Re: Use case for g-snaps from Sandro Hawke on 2011-09-30 (public-rdf-prov@w3.org from September 2011)

From: Sandro Hawke <sandro@w3.org>
Date: Fri, 30 Sep 2011 08:10:34 -0400
To: Richard Cyganiak <richard@cyganiak.de>
Cc: public-rdf-prov@w3.org
Message-ID: <1317384634.5766.95.camel@waldron>
<http://lists.w3.org/Archives/Public/public-rdf-prov/2011Sep/0022>
rr:agreement 0.99.

Below I expand on two points:

- yes, I agree, let's only give URIs to g-boxes (not g-snaps)
- how do we practically support static g-boxes?
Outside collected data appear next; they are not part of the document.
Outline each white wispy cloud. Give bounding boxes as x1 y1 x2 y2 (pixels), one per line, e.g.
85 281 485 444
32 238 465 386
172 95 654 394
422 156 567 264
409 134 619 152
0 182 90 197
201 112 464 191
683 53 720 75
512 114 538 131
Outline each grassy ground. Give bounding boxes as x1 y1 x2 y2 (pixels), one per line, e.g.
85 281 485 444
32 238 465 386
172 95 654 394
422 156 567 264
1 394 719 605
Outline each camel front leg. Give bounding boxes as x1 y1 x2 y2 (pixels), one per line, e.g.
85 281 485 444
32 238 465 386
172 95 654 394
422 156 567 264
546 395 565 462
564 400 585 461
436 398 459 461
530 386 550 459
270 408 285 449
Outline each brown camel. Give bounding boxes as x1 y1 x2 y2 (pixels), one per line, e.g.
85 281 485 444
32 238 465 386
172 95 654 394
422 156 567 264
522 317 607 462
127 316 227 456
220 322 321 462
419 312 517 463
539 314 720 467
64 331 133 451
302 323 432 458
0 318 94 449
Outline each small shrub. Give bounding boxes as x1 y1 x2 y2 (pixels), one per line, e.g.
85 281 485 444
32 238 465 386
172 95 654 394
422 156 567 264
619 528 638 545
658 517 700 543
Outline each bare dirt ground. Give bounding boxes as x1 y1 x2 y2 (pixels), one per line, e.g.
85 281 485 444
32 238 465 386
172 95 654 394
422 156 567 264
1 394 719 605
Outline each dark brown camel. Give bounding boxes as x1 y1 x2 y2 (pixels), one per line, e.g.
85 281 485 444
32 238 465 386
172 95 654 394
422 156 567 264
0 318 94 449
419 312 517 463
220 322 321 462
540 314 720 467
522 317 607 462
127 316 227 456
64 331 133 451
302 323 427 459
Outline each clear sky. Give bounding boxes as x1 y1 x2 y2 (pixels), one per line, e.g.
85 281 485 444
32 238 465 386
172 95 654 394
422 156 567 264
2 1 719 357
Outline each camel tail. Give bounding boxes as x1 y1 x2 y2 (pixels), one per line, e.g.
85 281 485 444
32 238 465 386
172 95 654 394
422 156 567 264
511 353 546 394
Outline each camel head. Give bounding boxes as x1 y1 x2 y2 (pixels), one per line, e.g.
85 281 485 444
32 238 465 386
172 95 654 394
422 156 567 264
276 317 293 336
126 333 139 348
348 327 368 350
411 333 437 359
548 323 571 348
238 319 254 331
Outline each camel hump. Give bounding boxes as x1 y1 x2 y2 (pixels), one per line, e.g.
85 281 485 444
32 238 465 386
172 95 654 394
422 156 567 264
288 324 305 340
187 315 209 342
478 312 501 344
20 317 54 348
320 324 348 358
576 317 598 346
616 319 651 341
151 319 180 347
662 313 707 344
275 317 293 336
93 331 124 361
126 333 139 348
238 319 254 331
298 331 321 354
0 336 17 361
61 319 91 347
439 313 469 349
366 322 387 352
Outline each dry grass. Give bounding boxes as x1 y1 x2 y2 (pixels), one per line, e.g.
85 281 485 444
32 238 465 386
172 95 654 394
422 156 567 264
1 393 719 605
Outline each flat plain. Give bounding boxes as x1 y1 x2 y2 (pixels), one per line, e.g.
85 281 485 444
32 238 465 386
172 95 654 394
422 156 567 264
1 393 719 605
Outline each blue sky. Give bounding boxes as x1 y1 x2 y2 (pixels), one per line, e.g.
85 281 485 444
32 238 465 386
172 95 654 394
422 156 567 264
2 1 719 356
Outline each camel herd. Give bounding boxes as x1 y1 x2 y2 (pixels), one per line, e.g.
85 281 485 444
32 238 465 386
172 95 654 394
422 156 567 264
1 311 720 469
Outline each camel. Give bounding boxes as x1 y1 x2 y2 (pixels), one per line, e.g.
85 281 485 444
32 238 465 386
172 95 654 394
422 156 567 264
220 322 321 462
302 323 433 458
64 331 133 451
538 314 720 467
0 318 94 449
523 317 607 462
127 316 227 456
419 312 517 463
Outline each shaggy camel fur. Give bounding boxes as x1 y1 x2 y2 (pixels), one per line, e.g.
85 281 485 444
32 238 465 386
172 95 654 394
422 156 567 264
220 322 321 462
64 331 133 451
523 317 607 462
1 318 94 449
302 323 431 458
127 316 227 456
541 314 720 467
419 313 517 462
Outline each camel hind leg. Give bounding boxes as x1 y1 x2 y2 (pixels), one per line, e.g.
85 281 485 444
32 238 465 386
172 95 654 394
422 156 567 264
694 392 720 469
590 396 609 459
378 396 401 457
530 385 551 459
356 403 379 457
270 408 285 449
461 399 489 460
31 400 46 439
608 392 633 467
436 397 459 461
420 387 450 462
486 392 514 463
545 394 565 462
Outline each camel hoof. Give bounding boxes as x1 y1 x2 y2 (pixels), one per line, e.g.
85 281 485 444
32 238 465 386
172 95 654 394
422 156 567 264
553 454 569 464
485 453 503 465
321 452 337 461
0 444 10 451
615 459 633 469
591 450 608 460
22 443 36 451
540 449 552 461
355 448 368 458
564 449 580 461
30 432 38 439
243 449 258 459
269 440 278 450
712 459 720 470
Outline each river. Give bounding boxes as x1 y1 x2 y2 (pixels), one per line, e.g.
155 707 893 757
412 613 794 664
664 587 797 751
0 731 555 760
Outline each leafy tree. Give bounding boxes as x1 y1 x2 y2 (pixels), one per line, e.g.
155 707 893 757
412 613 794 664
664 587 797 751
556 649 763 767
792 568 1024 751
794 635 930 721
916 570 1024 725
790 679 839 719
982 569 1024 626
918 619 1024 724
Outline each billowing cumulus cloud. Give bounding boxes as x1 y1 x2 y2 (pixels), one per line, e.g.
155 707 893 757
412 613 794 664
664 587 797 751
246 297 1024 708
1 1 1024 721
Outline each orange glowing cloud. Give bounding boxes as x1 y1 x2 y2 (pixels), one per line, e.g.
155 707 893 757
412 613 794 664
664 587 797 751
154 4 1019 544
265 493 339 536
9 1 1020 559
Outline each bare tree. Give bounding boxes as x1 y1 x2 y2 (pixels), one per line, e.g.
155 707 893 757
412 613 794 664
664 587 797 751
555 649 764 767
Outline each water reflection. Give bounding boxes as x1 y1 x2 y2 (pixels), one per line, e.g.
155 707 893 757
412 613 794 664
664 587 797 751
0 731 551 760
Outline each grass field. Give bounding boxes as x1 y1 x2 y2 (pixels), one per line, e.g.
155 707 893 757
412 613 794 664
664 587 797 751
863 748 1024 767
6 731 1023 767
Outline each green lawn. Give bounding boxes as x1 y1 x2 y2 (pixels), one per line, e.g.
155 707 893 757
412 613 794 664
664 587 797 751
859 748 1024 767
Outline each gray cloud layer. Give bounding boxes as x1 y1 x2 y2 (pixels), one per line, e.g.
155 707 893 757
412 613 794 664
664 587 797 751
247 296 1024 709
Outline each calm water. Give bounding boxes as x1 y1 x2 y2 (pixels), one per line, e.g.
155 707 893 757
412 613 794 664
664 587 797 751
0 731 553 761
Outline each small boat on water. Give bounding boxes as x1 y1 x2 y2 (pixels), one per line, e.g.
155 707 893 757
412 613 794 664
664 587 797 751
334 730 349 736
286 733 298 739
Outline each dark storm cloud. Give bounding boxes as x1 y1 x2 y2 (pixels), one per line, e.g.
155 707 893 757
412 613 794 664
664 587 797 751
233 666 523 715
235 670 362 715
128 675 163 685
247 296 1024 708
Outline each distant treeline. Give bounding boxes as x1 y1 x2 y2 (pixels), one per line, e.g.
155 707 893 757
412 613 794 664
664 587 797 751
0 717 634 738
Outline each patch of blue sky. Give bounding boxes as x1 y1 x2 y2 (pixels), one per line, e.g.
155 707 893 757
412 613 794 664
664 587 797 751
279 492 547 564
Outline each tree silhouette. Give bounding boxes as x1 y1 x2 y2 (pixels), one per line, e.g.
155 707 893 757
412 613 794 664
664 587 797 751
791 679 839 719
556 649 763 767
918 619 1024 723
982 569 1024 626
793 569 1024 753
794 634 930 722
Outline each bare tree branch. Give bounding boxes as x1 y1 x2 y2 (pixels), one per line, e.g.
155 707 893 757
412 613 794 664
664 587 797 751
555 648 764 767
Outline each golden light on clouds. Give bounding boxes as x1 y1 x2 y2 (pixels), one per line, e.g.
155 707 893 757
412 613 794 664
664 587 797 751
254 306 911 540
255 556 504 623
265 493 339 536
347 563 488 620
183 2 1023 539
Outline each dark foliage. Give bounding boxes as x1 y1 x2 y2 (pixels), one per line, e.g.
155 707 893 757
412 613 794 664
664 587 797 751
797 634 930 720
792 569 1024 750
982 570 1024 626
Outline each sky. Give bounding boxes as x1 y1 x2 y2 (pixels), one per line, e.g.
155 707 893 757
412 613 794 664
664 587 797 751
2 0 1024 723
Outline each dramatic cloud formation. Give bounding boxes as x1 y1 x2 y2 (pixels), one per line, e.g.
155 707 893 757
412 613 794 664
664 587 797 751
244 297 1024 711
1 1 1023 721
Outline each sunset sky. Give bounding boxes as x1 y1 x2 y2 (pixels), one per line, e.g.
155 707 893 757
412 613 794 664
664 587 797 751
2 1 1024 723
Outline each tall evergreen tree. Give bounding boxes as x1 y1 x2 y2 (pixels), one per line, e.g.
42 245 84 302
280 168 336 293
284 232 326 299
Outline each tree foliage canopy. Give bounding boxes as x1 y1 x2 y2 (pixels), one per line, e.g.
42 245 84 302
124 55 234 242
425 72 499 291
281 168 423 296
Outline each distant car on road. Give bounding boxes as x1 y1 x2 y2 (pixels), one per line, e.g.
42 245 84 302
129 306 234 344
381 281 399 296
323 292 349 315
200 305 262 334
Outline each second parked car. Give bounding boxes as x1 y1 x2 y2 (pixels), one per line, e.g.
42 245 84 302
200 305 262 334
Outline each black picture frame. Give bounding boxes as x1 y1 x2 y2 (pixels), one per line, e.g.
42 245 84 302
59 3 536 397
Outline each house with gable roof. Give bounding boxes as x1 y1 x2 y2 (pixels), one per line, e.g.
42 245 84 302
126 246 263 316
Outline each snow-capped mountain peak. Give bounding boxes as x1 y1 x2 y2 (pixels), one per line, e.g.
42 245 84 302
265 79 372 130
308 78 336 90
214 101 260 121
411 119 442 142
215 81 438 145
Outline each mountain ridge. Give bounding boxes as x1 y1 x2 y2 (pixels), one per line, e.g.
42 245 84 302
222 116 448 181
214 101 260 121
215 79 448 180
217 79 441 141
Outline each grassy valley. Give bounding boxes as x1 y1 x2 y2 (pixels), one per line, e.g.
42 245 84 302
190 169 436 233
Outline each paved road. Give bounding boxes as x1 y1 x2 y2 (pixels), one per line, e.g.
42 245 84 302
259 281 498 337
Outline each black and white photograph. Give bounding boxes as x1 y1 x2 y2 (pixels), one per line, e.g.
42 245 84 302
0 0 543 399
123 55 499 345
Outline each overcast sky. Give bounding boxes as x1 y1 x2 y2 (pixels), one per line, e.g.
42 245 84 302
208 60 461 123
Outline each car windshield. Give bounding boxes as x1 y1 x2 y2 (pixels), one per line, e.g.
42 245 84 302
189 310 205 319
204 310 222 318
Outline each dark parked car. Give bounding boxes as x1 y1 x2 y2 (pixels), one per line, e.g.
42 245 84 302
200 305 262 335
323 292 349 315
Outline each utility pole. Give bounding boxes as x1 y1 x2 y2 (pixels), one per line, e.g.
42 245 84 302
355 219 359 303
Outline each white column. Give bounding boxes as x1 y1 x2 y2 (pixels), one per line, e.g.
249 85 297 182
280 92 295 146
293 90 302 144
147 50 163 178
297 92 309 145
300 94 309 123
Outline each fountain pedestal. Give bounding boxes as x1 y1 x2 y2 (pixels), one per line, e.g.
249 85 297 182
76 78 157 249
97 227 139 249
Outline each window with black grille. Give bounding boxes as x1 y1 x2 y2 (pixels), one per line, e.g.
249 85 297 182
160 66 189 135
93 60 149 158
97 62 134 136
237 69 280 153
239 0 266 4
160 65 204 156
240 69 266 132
On Fri, 2011-09-30 at 11:11 +0200, Richard Cyganiak wrote:
> Sandro,
> 
> On 30 Sep 2011, at 06:52, Sandro Hawke wrote:
> > SOLUTION A: Charlie Publishes a Copy of G1
> 
> That's a perfectly workable solution AFAICT.
> 
> >        I've implemented this kind of thing, but it always makes me a
> >        bit nervous, because Charlie could change page2.  
> 
> In SOLUTION B, Charlie could change the embedded graph literal in just the same way. This is a shared limitation between SOLUTION A and SOLUTION B. It's a problem only if Alice doesn't trust Charlie. In that case we'd need a trusted third party that takes snapshots of things on the web (like the Wayback Machine, but perhaps with snapshotting on demand). On the named graphs level, that solution looks exactly the same except that it puts page2 on a different domain.
> 
> >        This seems quite inefficient, but it might not be as bad as the
> >        alternatives.
> 
> This inefficiency is again shared with SOLUTION B. SOLUTION B requires making a copy of G1 too. SOLUTION A requires an extra HTTP request, SOLUTION B bloats Charlie's graph. Their relative efficiency depends on the size of G1. SOLUTION A is more efficient than SOLUTION B if G1 is large.
> 
> The inefficiency in SOLUTION A can be avoided if Charlie publishes a timestamp and/or hash for G1, as you describe in SOLUTION C.
> 
> > SOLUTION-C: Charlie Characterizes G1
> > 
> >        Maybe there's a way to know about Errol changing the graph
> >        without transmitting the graph. For instance, Charlie might
> >        include a hash of the contents:
> 
> I'd say that hashes, timestamps and so on are clearly out of scope for RDF-WG.
> 
> > It's not clear to me yet which parts of this are our domain to
> > standardize.    Certainly "{...}" or "turtleText" are.  
> 
> Those would be in scope for RDF-WG.

So, I think the way we're talking here, making SOLN-A and SOLN-B be very
close parallels, differing only in whether the contents are in-line or
out-of-band, ...  I think that means the Graph identifier part of the
formats supporting nice in-line syntaxes (eg TriG) is really identifying
a g-box.   So the other triples, referring to Errol's statement, don't
have to change when one switches between SOLN-A and SOLN-B.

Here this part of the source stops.